2013th Fibonacci number/17?

Using WolframAlpha with the input Fib(2013) (mod 17) I get a remainder of 2, and

with the input Fib(200) (mod 5) I get remainder of 0, so the 200th Fibonacci is

divisible by 5.

I'm guessing, though, that you want an analytic approach. I'm still working on that,

and I will also star your question with the hope that someone else might notice and

help out.

Edit: Every kth Fibonacci number is a multiple of F(k). Since F(5) = 5 we have

that F(200) is a multiple of 5.

Edit #2: I appreciate your kind words. :) I'm learning some interesting results

while trying to solve this question. Every 3rd number is even, so since 2013

is divisible by 3 we know that F(2013) is even. Also, we have the property

gcd(F(m), F(n)) = F(gcd(m,n)) to work with.

Now 2013 = 3*11*61, so gcd(F(2013), F(11)) = F(gcd(2013,11)) = F(11) = 89.

Thus F(2013) is divisible by 89, which is prime.

It is also divisible by F(61) = 2,504,730,781,961 = 4513 * 555,003,497.
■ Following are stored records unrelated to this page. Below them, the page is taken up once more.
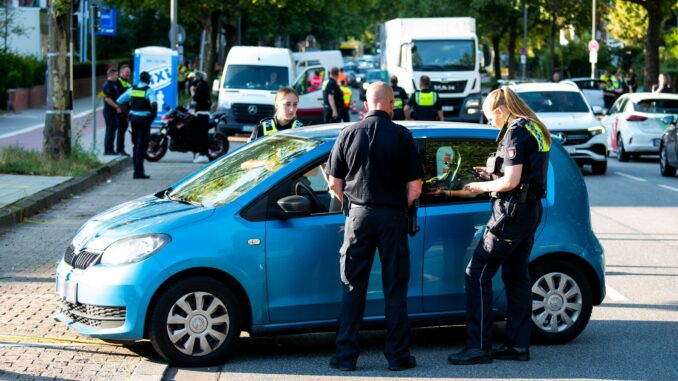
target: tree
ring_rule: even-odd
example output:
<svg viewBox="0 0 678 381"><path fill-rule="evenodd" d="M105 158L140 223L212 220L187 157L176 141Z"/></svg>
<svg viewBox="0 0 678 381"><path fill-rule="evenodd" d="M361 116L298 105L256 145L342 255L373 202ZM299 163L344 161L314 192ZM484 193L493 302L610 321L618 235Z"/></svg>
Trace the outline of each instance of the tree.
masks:
<svg viewBox="0 0 678 381"><path fill-rule="evenodd" d="M2 40L2 50L9 48L9 37L12 35L21 36L26 34L27 30L16 20L16 13L11 7L11 0L2 0L0 9L0 39Z"/></svg>
<svg viewBox="0 0 678 381"><path fill-rule="evenodd" d="M647 31L647 11L636 3L615 0L607 14L607 32L627 46L642 46Z"/></svg>
<svg viewBox="0 0 678 381"><path fill-rule="evenodd" d="M70 0L52 0L48 10L47 42L47 112L43 130L44 152L49 157L71 154L71 89L69 77L71 56Z"/></svg>

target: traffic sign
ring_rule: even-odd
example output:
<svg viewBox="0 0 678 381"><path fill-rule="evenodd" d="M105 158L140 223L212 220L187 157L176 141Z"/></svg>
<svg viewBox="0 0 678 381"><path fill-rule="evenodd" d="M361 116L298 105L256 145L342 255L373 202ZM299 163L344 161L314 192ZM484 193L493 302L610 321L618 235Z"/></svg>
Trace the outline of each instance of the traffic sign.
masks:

There has been so much research done on Fibonacci numbers that there must

be some way of solving your question analytically; it will just take some time

sifting through all the information.

Edit #3: The Pisano period for modulo 17 is 36, i.e., the residues have a

period of 36I haven't been able to find this particular sequence of residues yet,

but this is the best approach to this type of problem. There are many

elegant and fascinating properties associated with Fibonacci numbers, but

for your particular question I think we basically have to rely on tables created

by others; there doesn't appear to be a simple formula to apply in this case.

Edit #4: Since 2013 is congruent to 33 (mod 36) and since the Pisano period

is 36, we know that F(2013) will have the same residue mod 17 as F(33).

Now F(33) = 3,524,578 which is congruent to 2 (mod 17), so 2 is the remainder

when we divide F(2013) by 17. Cool. :)